X_test = X_test / 255.

# Reshape X input
X_train = X_train.reshape(-1, 28*28)
X_test = X_test.reshape(-1, 28*28)

# Reshape y <--- This is an important step to make sure y_pred and y_true have compatible shapes when calculating custom metric
y_train = y_train.reshape(-1,1)
y_test = y_test.reshape(-1,1)


In [12]:
nn = keras.models.Sequential([
    keras.layers.Dense(300, activation="relu", input_shape=(784,)),
    keras.layers.Dense(100, activation="relu"),
    keras.layers.Dense(1, activation="sigmoid")
])

  super().__init__(activity_regularizer=activity_regularizer, **kwargs)


In [13]:
nn.compile(
    loss="binary_crossentropy",
    optimizer="sgd",
    metrics=[CustomPrecision(), keras.metrics.Precision()])

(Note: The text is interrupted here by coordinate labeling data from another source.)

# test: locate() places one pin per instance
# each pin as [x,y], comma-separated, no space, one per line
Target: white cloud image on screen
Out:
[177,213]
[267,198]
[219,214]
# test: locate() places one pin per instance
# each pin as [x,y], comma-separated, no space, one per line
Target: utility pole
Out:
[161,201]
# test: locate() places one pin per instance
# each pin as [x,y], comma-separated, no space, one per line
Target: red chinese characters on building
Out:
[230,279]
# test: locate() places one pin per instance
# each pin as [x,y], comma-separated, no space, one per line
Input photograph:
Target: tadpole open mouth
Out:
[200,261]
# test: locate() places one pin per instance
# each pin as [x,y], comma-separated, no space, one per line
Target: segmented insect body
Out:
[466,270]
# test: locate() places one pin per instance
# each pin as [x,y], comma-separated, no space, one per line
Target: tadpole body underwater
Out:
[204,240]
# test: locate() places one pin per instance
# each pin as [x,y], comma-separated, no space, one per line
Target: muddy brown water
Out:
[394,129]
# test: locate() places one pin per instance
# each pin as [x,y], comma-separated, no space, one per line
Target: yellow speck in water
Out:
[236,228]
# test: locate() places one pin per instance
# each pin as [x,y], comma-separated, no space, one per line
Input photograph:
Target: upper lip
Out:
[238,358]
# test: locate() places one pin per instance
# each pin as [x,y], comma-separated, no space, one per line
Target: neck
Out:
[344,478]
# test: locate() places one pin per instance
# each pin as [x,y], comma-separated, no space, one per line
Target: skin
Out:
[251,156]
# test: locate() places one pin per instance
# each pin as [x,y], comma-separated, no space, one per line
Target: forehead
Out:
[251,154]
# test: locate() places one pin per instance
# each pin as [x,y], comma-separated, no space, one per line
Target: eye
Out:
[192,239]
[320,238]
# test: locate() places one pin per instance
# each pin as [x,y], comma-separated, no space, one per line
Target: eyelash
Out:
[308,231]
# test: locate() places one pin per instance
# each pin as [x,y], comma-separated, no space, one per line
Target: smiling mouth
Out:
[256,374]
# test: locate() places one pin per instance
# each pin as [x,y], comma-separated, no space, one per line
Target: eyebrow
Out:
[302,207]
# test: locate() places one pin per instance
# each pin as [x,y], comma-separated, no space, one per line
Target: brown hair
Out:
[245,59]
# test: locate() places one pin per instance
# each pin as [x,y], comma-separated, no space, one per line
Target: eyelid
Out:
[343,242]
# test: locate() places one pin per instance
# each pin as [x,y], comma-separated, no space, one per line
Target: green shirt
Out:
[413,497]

I find that setting verbose=2 gives more reliable training metrics than verbose=auto.  In particular, the training metrics that are printed on the screen would be consistent with those that are saved into `history`.

In [14]:
history = nn.fit(
    X_train, y_train,
    epochs=5,
    validation_split=0.2,
    verbose=2)

Epoch 1/5
1500/1500 - 3s - 2ms/step - custom_precision: 0.8390 - loss: 0.3545 - precision: 0.8390 - val_custom_precision: 0.9254 - val_loss: 0.2022 - val_precision: 0.9254
Epoch 2/5
1500/1500 - 3s - 2ms/step - custom_precision: 0.9375 - loss: 0.1683 - precision: 0.9375 - val_custom_precision: 0.9565 - val_loss: 0.1291 - val_precision: 0.9565
Epoch 3/5
1500/1500 - 3s - 2ms/step - custom_precision: 0.9563 - loss: 0.1212 - precision: 0.9563 - val_custom_precision: 0.9691 - val_loss: 0.1055 - val_precision: 0.9691
Epoch 4/5
1500/1500 - 2s - 2ms/step - custom_precision: 0.9641 - loss: 0.1000 - precision: 0.9641 - val_custom_precision: 0.9739 - val_loss: 0.0980 - val_precision: 0.9739
Epoch 5/5
1500/1500 - 3s - 2ms/step - custom_precision: 0.9686 - loss: 0.0859 - precision: 0.9686 - val_custom_precision: 0.9736 - val_loss: 0.0865 - val_precision: 0.9736


We see that our `custom_precision` metric is exactly the same as the default `precision` metric in `keras`.